The case against HSBC boils down to what Green might call sins of omission rather than commission — not so much that the bank has done stupid things, although there have been a few, as that it has left too many opportunities on the table.

HSBC is a curious beast, born out of colonialism yet despite that, perfectly placed to ride the wave of 21st-century glob alised capitalism. It was founded as the Hong Kong & Shanghai Banking Corporation by a Scotsman, Thomas Sutherland, in 1865, and has always been dominated by Scots. For much of its history, it was just one among many colonial banks — until the explosive post-war growth of Hong Kong and southeast Asia carried it into a higher league. In 1992 it came home, both metaphorically and financially, buying the Midland Bank and switching its headquarters to London.

HSBC's development may have much to do with the luck of being in the right places at the right time, but it is hard to think of a better inheritance. It has a mighty presence in London, which has outsmarted New York in the last decade to become the world's most powerful financial centre. It owns one of the leading retail banks in Britain. It has a powerful presence in rapidly-industrialising China: when you consider that seven of the 20 biggest companies in the world are now Chinese, it is hard to see how any well-managed bank could fail to make a fortune there. Throw in assets in the Middle East, the US and South America, and there's no bank in the world that packs more potential punch than HSBC. And that's the problem. There isn't much sign of the right jab.

Like the mighty Liverpool football club of the 1970s and 1980s, HSBC has a tradition of grooming managerial talent from within. Green took over from Sir John Bond who took over from Sir William Purves — both having clocked up more than four decades of service in the HSBC hierarchy. There are strengths in that system, which was, after all, how every big bank groomed its future chiefs until a few years ago: the business is run by men who understand it, are passionately committed to it and nurture it over many years. But the downside is insularity and complacency.

While Asia has been on fire, HSBC has been looking in the other direction. The bank took a big bet on the US sub-prime business — oops — with the 2003 acquisition of Household International for $15.5 billion. And it has spent a fortune trying to beef itself up into a major investment bank, so far with little sign of success.

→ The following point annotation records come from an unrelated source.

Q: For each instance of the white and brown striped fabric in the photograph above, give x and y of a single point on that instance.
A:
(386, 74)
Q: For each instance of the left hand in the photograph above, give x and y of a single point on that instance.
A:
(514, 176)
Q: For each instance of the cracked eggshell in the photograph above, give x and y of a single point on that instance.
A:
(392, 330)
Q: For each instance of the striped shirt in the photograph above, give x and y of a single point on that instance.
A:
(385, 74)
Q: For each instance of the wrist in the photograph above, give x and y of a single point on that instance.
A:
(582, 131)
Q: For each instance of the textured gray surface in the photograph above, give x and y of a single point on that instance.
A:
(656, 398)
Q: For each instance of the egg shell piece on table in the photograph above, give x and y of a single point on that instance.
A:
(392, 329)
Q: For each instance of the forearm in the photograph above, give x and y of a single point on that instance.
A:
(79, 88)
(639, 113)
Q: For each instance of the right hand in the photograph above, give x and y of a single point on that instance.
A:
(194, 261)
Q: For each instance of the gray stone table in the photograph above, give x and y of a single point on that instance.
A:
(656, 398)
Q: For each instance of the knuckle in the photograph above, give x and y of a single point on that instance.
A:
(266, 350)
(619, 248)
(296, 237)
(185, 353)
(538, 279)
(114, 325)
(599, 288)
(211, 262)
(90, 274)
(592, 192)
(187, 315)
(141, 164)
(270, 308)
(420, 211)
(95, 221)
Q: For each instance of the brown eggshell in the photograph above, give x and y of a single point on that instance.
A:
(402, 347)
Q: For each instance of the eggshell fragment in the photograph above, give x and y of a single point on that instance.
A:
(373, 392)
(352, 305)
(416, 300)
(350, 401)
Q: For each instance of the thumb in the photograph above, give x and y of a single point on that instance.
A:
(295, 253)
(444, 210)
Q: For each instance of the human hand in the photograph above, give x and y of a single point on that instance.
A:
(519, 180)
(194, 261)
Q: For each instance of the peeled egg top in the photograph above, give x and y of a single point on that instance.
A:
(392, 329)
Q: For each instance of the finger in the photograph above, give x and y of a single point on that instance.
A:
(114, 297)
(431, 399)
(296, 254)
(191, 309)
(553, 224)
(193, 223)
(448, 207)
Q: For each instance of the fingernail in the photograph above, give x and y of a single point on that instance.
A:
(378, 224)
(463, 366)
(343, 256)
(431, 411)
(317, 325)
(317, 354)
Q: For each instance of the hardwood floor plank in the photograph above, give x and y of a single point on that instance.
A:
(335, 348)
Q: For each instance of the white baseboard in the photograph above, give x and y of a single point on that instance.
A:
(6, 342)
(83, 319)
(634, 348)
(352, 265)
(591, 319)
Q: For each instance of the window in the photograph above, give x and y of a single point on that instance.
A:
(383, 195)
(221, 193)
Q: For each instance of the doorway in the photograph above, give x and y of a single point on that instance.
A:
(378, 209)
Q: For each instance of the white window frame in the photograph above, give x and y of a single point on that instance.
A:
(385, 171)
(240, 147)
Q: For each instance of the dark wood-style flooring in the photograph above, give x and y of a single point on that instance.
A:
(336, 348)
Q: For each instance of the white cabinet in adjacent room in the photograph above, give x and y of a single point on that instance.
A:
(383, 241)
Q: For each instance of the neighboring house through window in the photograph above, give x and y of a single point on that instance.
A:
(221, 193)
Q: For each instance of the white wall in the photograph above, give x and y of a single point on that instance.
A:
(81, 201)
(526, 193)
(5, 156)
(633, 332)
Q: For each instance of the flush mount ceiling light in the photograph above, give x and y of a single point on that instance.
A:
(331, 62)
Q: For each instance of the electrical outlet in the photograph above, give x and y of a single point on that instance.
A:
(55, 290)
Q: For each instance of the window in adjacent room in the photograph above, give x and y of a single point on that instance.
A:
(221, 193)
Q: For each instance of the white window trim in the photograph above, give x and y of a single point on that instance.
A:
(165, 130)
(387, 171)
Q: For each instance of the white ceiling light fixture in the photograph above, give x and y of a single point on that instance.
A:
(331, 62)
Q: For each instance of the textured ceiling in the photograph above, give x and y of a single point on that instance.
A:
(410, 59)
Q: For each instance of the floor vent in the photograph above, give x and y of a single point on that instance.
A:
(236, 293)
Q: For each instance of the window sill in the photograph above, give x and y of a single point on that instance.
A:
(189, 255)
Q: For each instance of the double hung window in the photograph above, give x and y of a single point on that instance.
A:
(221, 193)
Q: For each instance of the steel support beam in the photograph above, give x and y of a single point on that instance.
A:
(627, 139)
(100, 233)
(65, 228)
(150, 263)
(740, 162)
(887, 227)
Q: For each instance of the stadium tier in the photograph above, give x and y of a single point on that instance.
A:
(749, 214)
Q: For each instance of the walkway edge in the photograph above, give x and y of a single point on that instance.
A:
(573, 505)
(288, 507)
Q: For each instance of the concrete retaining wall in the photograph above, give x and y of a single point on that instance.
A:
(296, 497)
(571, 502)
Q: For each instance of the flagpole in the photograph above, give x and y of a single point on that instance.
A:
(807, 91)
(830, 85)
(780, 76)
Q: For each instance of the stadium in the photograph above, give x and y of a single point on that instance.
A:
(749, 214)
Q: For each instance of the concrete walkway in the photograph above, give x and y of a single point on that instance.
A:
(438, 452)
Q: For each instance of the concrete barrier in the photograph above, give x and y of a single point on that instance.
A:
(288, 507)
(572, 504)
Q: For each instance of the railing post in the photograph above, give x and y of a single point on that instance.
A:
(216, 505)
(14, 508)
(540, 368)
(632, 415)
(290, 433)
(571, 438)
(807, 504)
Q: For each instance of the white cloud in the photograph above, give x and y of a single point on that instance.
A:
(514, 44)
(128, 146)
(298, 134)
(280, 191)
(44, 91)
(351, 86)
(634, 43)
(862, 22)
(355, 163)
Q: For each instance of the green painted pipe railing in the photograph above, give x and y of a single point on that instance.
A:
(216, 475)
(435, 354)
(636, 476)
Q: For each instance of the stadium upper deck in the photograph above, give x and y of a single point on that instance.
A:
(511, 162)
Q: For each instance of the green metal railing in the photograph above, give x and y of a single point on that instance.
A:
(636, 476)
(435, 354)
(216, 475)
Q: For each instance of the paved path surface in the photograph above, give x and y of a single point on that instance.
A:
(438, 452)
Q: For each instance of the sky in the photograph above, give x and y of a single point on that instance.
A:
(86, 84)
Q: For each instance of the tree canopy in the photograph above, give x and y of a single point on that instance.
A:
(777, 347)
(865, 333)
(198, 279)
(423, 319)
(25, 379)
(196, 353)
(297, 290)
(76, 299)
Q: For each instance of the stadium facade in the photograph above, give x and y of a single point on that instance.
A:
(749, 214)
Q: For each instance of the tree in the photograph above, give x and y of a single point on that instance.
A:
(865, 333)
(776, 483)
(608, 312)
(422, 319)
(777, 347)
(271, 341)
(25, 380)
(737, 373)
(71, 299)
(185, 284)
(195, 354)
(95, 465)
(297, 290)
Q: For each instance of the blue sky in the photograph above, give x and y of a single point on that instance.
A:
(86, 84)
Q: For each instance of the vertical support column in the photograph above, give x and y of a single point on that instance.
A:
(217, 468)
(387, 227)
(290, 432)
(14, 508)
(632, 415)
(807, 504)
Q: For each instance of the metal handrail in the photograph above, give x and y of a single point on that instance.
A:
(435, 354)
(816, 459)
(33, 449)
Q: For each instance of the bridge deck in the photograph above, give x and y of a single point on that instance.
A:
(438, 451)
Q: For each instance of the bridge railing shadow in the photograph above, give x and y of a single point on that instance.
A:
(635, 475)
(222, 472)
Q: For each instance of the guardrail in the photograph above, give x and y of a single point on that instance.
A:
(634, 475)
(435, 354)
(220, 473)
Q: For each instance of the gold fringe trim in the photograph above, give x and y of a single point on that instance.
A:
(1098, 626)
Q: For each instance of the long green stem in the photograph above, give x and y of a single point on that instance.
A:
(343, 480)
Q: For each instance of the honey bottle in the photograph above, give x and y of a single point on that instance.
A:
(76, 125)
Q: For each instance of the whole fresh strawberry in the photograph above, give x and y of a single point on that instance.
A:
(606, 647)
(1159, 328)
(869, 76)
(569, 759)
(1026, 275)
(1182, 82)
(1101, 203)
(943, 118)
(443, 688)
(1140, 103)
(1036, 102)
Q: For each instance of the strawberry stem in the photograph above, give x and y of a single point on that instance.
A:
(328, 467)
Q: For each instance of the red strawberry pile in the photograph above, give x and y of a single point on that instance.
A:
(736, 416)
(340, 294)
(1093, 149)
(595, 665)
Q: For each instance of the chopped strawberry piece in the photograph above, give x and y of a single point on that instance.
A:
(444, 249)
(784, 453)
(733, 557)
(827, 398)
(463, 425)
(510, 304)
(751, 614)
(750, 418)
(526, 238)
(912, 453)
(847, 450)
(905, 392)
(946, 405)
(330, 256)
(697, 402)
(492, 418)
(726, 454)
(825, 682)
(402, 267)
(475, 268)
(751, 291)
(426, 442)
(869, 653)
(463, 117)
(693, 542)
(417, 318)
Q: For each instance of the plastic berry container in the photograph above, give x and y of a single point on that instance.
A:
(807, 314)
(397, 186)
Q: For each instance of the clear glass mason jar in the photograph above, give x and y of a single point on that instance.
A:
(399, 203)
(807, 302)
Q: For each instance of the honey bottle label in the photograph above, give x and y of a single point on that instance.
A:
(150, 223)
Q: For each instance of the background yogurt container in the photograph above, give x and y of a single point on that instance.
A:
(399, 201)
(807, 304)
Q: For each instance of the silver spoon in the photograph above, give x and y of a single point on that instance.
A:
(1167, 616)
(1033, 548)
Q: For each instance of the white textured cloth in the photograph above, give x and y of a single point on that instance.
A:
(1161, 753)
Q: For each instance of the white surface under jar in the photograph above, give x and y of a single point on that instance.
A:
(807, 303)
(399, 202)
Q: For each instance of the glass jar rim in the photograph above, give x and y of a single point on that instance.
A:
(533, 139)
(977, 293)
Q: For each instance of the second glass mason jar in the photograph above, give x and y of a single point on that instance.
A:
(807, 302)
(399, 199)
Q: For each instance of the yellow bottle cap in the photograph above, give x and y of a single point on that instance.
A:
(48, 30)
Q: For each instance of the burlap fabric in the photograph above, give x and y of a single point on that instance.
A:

Household has been a catastrophe, cutting into profits as the sub-prime business went sour. It was the wrong time to be buying into the American trailer-trash sector — and plenty of people said so, even as the deal was signed. The investment banking side has fared little better. Under its co-head John Studzinski, HSBC's investment banking arm went on a hiring spree, adding 1,400 people in 2005 alone. Investment bankers these days are almost as expensive as Premiership footballers, but HSBC's didn't perform on the pitch. There have been a string of defections, including Studzinski himself, who left for the private equity firm Blackstone. There's not much league-table success to boast about either: HSBC ranked 13th for arranging share sales and 28th for advising on takeovers globally this year. For a bank with such inherent geographical strengths, this is a dismal performance.

The accumulation of mistakes has taken a toll. From the day before it bought Household, HSBC's shares managed to climb only 25 per cent by September this year. By comparison, shares in Europe's second-largest bank, Santander, rose by more than 110 per cent, and Switzerland's UBS saw its shares rise by 84 per cent. It is no great surprise that other influential shareholders are starting to rally to Knight's flag. New Star Asset Management's Guy de Blonay has already voiced his sympathy for the campaign.

Belatedly, HSBC has been peddling back to Asia, making acquisitions in countries such as Vietnam and Korea. It's hard to escape the conclusion that such moves are too little, too late. HSBC is a 'large, complex, slow-growth bank' according to a report by Goldman Sachs banking analyst Roy Ramos. Many of its shareholders think it should be a large, simple, high-growth bank. They just don't think the present management team are the men to get it there — and it will be no use Stephen Green trying to remind them that forgiveness is divine.